Waldtierplage Kein Schwein zu sehen

Mit Bagger und Mulcher wird der Wildschweinrotte im Wernigeröder Nesseltal zu Leibe gerückt. Die Aktion bringt einen Teilerfolg.

Von Ivonne Sielaff 06.06.2017, 17:50

Wernigerode l Der Schreitbagger bahnt sich seinen Weg durch die Wildnis. Der 13-Tonner hebt seinen Arm, setzt den Mulcher auf einen Baum. Die Maschine dröhnt und senkt sich auf das Astwerk. Das Holz biegt sich, kracht, bricht. Späne fliegen durch die Luft. Eine halbe Minute später ist von dem Baum nur noch der Stumpf übrig.

Die Wernigeröder Stadtverwaltung hat am Dienstagmorgen zur Wildschweinjagd in der Gartenanlage im Nesseltal geblasen – zur zweiten innerhalb von 14 Tagen. Mit schwerem Gerät werden mehrere verwilderte Gärten platt gemacht – um die Waldtiere zu verjagen und um ihre Verstecke zu zerstören.

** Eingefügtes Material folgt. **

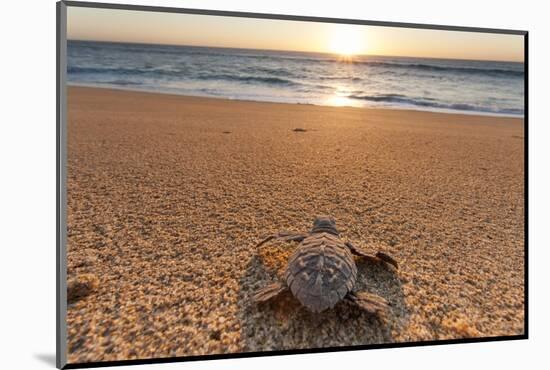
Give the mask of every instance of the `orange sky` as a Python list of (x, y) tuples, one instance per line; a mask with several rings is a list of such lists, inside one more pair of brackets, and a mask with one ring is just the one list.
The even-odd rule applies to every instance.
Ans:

Seit fünf Wochen tyrannisiert eine Wildschweinrotte Anwohner und Gartenpächter im Nesseltal. Mehrere Muttertiere mit Nachwuchs haben sich in der Anlage eingenistet, stöbern Nacht für Nacht durch die Gärten – auf der Suche nach Nahrung. Durchbrochene Zäune und immer mehr zerwühlte Beete sind die Folge. Die Kleingärtner sind verzweifelt, fürchten nicht nur um ihre Blumen und Gemüsepflanzen, sondern auch um ihre Sicherheit.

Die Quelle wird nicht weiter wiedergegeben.